People in the prime of their youth, adolescents and little children, continue to be blinded, maimed and disfigured by these sharp iron pieces of various shapes — triangular, hexagonal, needle-shaped — designed to inflict maximum injury. Doctors and organisations like Amnesty International have said that nowhere in the world have pellets been used in this manner and on such scale. The J&K High Court has called for an immediate stop to the use of pellet guns. The CRPF Director-General and the army’s Lieutenant-General have regretted the injuries to young people and promised restraint. But the troops on the ground seem to have received no instructions, or are so habitual to impunity that they continue to aim at the face, the chest, the stomach. On Thursday, they opened fire on a crowd of villagers that had come to Srinagar. There were families, women and children, but such was the unprovoked, indiscriminate firing that a witness described the scene as evocative of Jalian Wala Bagh.
On Friday, the day when India’s leading eye-surgeon, Dr Natarajan, described the situation in Srinagar hospitals as disastrous, and said he had never seen such pellet injuries before, 40 new patients with pellet injuries were admitted to SMHS hospital, 20 of them hit in the eyes. Among them was 23-year-old Mudasir Ali of Srinagar’s Mehjoor Nagar, who, lying on bed number 15 of the ophthalmologic ward, was on Saturday still screaming in pain, both his eyes having undergone surgery, the chances of regaining eyesight “quite low”. “Haya khudaya moudus ho! Oh my God, I am dying with pain. Please call the doctor, I am going to die,” he screamed, his face and body contorting with each word he spoke.
Mudasir’s father, standing beside his son, was holding his hand and saying comforting words. To this correspondent he lamented his own suffering, “I can’t bear to see him in this pain. My heart bleeds. If only I could somehow rid him of his pain, if only I could take it upon myself.”
Mudasir’s family said that he had gone to offer Friday prayers. “There were no protests going on at that time. After the prayers the government forces just opened fire at the crowd. Mudasir fell to the ground when pellets pierced his eyes. This unprovoked firing led to clashes with police, in which many more were hit by pellets,” said his uncle, Mohammad Ayub.
“He was brought to the hospital by passersby. We did not know that he was injured for about two hours,” Ayub said.
He also said that police fired directly at the eyes. “They targeted the eyes, as is evident from those who were injured there. Most of the injured have pellets in their face,” he said.

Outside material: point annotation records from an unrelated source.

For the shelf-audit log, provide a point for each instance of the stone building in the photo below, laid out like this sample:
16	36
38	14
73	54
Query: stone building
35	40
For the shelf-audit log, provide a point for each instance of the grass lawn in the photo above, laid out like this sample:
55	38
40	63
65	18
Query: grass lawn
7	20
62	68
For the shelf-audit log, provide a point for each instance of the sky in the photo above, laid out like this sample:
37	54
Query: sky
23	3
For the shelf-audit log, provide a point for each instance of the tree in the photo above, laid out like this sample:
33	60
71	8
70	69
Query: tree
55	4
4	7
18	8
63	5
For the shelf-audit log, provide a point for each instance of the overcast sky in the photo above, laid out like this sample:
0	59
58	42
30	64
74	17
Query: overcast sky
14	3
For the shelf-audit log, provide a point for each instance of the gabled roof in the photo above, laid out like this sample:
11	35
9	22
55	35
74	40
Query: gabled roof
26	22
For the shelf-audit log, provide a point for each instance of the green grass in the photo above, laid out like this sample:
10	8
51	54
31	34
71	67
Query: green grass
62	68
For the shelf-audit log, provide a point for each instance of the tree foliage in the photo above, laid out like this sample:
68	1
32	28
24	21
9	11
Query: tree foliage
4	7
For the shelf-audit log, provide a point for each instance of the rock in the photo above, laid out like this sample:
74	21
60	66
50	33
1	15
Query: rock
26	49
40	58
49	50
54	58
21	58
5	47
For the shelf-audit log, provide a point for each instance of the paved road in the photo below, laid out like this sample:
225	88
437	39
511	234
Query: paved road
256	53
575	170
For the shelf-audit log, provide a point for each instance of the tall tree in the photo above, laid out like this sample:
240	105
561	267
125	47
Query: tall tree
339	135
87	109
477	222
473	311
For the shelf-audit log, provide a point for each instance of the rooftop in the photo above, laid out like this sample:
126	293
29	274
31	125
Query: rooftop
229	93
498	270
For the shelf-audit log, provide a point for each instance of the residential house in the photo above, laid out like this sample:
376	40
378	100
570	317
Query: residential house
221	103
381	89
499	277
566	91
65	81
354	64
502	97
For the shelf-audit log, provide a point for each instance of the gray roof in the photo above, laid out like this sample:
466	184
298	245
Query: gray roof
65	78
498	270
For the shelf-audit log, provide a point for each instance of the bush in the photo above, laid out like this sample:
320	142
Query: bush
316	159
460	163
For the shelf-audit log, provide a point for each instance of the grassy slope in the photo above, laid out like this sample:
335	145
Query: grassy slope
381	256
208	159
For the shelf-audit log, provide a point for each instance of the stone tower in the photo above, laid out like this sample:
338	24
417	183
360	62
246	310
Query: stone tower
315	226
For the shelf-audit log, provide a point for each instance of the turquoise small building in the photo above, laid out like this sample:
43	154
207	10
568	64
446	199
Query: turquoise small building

Expressing anguish over the continuing use of pellets, Ayub said, “The government’s calls for stopping the use of pellets are hogwash. They are just lying.”
Doctors who operated on Mudasir said that pellets were removed from both his eyes. The cavities that the pellets created have been filled, they said. “There were two metal pellets in his eyes which were removed after surgery. There is one more pellet that has entered one of his eyes laterally,” a doctor wishing anonymity told Kashmir Reader.
He also said that the revival of Mudasir’s eyesight depended on how he responds to the surgery. “Nothing can be said as of now. Whether or not he regains the eyesight cannot be predicted, but the chances are quite low,” the doctor said.